In case Powell continues to push back against the 'Fed pivot' narrative and tries to convince markets that they have no plans of cutting the policy rate before 2024, US T-bond yields could edge higher and weigh on XAU/USD. However, investors are unlikely to bet on a steady US Dollar rebound before seeing the employment and inflation figures for January. Additionally, the Fed will release its updated Summary of Economic Projections in March and it is likely to refrain from changing its language on the policy outlook until then.

On the last trading day of the week, the US Bureau of Labor Statistics' January jobs report and the US ISM's Services PMI survey will be looked upon for fresh impetus. The wage inflation of the labour market data could influence the US Dollar's valuation. In December, the US Dollar weakened against its rivals despite a stronger-than-expected Nonfarm Payrolls (NFP) growth because Average Hourly Earnings declined to 4.6% on a yearly basis from 5% in November. If the data reveals a further softening of wage inflation in January, the US Dollar could come under selling pressure and help XAU/USD push higher.

Finally, the Prices Paid sub-index of the ISM's PMI report will be watched closely, especially if the Fed's policy statement or Powell points to services inflation as the primary reason behind their willingness to hold the rates steady at high levels. The component is expected to decline to 65.5 from 67.6 in December. A lower-than-consensus print should hurt the US Dollar and provide a boost to XAU/USD and vice versa.

Gold technical analysis

XAU/USD's bullish bias stays intact as the pair continues to trade within the ascending regression channel coming from early November. Furthermore, the Relative Strength Index (RSI) indicator on the daily chart stays above after having corrected from the overbought area above 70.

In case the pair makes a daily close below $1,920 (mid-point of the channel), it could extend the downward correction toward the lower limit of the channel at $1,900. This level is reinforced by the 20-day Simple Moving Average (SMA). If the pair falls below that level and starts using it as resistance, this could be seen as a bearish development and attract sellers.
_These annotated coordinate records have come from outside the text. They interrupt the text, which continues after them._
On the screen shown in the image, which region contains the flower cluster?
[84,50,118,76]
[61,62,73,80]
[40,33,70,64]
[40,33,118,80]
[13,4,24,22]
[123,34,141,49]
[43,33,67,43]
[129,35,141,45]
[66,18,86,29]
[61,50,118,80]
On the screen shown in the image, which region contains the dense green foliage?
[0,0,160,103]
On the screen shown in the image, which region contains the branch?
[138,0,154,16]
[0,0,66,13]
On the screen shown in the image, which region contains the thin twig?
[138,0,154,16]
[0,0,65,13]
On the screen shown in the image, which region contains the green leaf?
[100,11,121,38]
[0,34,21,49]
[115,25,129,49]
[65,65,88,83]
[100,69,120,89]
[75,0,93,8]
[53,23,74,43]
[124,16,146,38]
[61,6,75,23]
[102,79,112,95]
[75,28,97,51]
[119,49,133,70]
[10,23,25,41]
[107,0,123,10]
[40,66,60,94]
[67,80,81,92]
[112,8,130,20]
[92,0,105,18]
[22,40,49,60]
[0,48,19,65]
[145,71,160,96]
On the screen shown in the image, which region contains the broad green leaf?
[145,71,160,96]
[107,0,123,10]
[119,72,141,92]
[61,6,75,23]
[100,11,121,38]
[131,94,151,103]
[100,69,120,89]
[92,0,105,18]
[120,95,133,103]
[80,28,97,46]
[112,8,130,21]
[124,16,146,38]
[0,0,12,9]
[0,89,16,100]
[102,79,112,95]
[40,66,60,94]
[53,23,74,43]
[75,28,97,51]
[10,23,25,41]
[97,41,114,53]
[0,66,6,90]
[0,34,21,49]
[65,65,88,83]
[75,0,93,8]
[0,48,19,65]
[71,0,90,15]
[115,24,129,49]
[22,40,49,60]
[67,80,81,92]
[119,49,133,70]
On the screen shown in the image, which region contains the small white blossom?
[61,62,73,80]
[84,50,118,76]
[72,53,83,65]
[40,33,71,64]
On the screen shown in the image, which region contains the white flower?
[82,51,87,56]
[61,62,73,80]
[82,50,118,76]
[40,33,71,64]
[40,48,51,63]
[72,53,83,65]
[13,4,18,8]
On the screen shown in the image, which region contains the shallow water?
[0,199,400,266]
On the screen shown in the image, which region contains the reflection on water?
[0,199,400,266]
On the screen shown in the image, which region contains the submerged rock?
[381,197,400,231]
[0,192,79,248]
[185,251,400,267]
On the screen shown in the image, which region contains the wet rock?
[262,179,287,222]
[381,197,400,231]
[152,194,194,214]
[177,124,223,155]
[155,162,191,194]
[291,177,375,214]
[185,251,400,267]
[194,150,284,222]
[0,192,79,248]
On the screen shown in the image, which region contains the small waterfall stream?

In that scenario, $1,880 aligns as the next short-term support.

On the upside, static resistance seems to have formed at $1,950. Above that level, $1,960 (static level from April) and $1,980 (static level from April) could be seen as next hurdles. With these levels aligning outside the ascending channel, buyers could hesitate to bet on additional gains and await another downward correction.

Gold forecast poll

XAU/USD remains bullish in the short term, according to the majority of experts polled by FXStreet. The average target on the one-week outlook aligns at $1,931. The one-month and the one-quarter outlooks both paint a mixed picture but average targets for these time frames hold above $1,900.